Turner was one of those whom our media called common sense Americans. The son of a billboard mogul, who achieved even greater success in business (he became a billionaire), he refused to worship the “yellow devil”, earning the nickname Captain Outrageous with his actions and statements such as “Forbes’ list of America’s richest people who is destroying our country”.

I first saw him in person in 1983, when he gave a press conference at the National Press Club in Washington, where he criticized Reagan’s policy of escalating international tensions. (America has lost its fear now, but at that time there was a powerful anti-war movement in the United States, which included many scientists, Hollywood “stars”, politicians, and figures like former CIA Director William Colby.)

Turner did not change his pacifist beliefs later. At the beginning of the third millennium, he and Senator Sam Nunn founded the non-profit organization Nuclear Threat Initiative, which sought to prevent a catastrophe associated with the use of nuclear and chemical-bacteriological weapons.

And in 1986, Turner proposed organizing the Goodwill Games in Moscow as a practical measure to reduce the threat of World War III. When I learned that he was coming to Washington for this occasion (Turner lived in the southern United States), I arranged an interview through his press secretary.

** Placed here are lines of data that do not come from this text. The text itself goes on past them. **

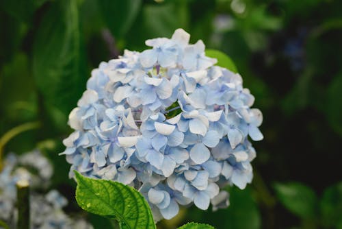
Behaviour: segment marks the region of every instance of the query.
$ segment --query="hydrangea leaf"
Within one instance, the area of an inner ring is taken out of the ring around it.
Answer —
[[[208,224],[192,222],[182,226],[179,229],[215,229],[215,228]]]
[[[120,38],[128,31],[137,16],[141,0],[98,1],[105,22],[116,38]]]
[[[342,73],[337,75],[330,83],[326,95],[326,109],[325,112],[331,128],[342,136]]]
[[[324,226],[329,228],[340,228],[342,226],[342,218],[341,217],[341,213],[342,213],[342,182],[324,190],[319,204]]]
[[[235,73],[237,73],[237,69],[235,64],[234,64],[231,58],[224,53],[215,49],[207,49],[205,50],[205,55],[218,59],[217,65],[229,69]]]
[[[75,173],[76,200],[83,210],[116,219],[122,228],[155,228],[148,204],[137,191],[117,182]]]
[[[42,16],[34,38],[35,82],[57,127],[66,122],[87,80],[79,30],[77,1],[59,1]]]
[[[310,187],[291,182],[276,184],[274,189],[281,204],[292,213],[305,219],[316,215],[318,200]]]
[[[24,22],[31,21],[34,12],[47,0],[1,1],[0,5],[8,14]]]

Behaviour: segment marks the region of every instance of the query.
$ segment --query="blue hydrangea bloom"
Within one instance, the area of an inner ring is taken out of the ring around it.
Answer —
[[[148,40],[149,49],[125,50],[92,71],[69,115],[75,130],[64,144],[84,176],[139,190],[155,219],[171,219],[179,206],[206,210],[228,205],[224,185],[244,189],[263,138],[254,97],[238,73],[215,65],[202,40],[176,29]]]
[[[48,159],[38,151],[20,156],[10,154],[4,165],[0,171],[0,220],[10,228],[15,228],[18,221],[16,183],[21,180],[27,180],[30,184],[30,228],[93,228],[84,219],[71,218],[64,212],[62,208],[67,205],[68,200],[57,190],[41,193],[42,188],[49,184],[53,169]],[[32,169],[34,171],[30,171]]]

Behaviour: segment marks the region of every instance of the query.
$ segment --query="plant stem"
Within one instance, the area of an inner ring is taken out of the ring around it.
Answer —
[[[29,229],[29,184],[27,180],[16,182],[18,228]]]

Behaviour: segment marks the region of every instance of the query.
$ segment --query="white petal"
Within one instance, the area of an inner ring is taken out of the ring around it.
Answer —
[[[148,200],[153,204],[158,204],[164,199],[164,193],[155,189],[150,189],[147,195],[148,196]]]
[[[199,119],[194,119],[190,120],[189,122],[189,128],[190,128],[190,132],[193,134],[200,134],[205,136],[208,130],[207,127],[203,122]]]
[[[204,191],[198,191],[195,193],[194,204],[200,209],[208,209],[210,204],[210,198]]]
[[[132,136],[119,136],[118,137],[118,141],[120,145],[124,147],[131,147],[135,145],[137,142],[137,139],[141,137],[140,135]]]
[[[147,84],[153,86],[158,86],[163,82],[163,79],[153,78],[146,75],[144,77],[144,80],[145,80],[145,82]]]
[[[179,120],[181,119],[181,117],[182,114],[179,114],[175,117],[174,117],[172,119],[168,119],[166,120],[166,121],[168,123],[169,123],[170,124],[172,124],[172,125],[175,125],[176,124]]]
[[[113,99],[116,102],[120,103],[129,95],[132,90],[132,88],[128,85],[119,86],[116,89]]]
[[[176,128],[173,125],[166,124],[163,123],[155,122],[155,130],[159,134],[163,135],[169,135]]]
[[[209,121],[218,121],[221,117],[222,114],[222,110],[215,111],[213,112],[208,112],[206,114]]]
[[[189,43],[190,34],[187,33],[183,29],[177,29],[174,31],[171,39],[175,40],[177,43],[181,44],[182,46],[184,46]]]
[[[203,143],[197,143],[190,150],[190,158],[196,164],[200,165],[210,158],[210,152]]]

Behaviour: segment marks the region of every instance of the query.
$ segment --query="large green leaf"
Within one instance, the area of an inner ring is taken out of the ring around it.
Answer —
[[[215,228],[208,224],[192,222],[182,226],[179,229],[215,229]]]
[[[278,198],[292,213],[304,218],[313,218],[317,213],[318,200],[310,187],[298,182],[276,184]]]
[[[47,0],[0,0],[0,5],[9,14],[18,20],[27,22],[33,14]]]
[[[59,1],[50,6],[34,37],[33,72],[54,121],[65,123],[85,88],[85,55],[77,1]]]
[[[142,0],[100,0],[98,2],[107,26],[116,38],[120,38],[131,27],[142,5]]]
[[[207,49],[205,55],[218,59],[217,65],[226,68],[235,73],[237,73],[237,69],[233,60],[224,53],[215,49]]]
[[[342,182],[324,191],[320,206],[324,226],[342,228]]]
[[[155,228],[148,204],[137,191],[117,182],[88,178],[75,173],[76,200],[83,209],[116,219],[122,228]]]
[[[237,187],[231,189],[229,200],[230,206],[226,210],[226,219],[224,220],[224,228],[261,228],[260,213],[249,187],[244,190],[240,190]]]

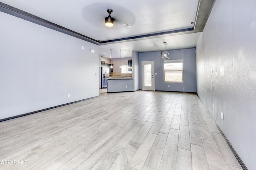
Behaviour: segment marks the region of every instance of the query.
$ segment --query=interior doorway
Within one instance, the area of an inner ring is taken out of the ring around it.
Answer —
[[[154,61],[142,61],[142,90],[155,91]]]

And here is what Turner told me then, before we discussed the Goodwill Games: — When I had the idea to organize these games, I contacted your embassy, ​​and they invited me to meet with your diplomat who was in charge of such matters.

On the appointed day, I drove up to the building of your mission on Washington’s 16th Street, got out of the limousine, looked up and saw a red flag with a hammer and sickle fluttering over the roof of the embassy. Believe it or not, my legs buckled and everything swam before my eyes…

Turner never gave anyone a reason to call him a weakling. In his youth, he was fond of sailing and became the winner of the prestigious America’s Cup competition. Seeing the expression on my face, he explained: — I was born and raised in the southern United States in an extremely conservative family.

During World War II, my father served in the navy, and from childhood I was instilled with a downright animal fear of the “Reds”. The color of your flag, as was constantly said in the family and at church, where we went on Sundays, signified the blood of the victims of the communists, who cut people’s throats with a sickle and split their skulls with a hammer.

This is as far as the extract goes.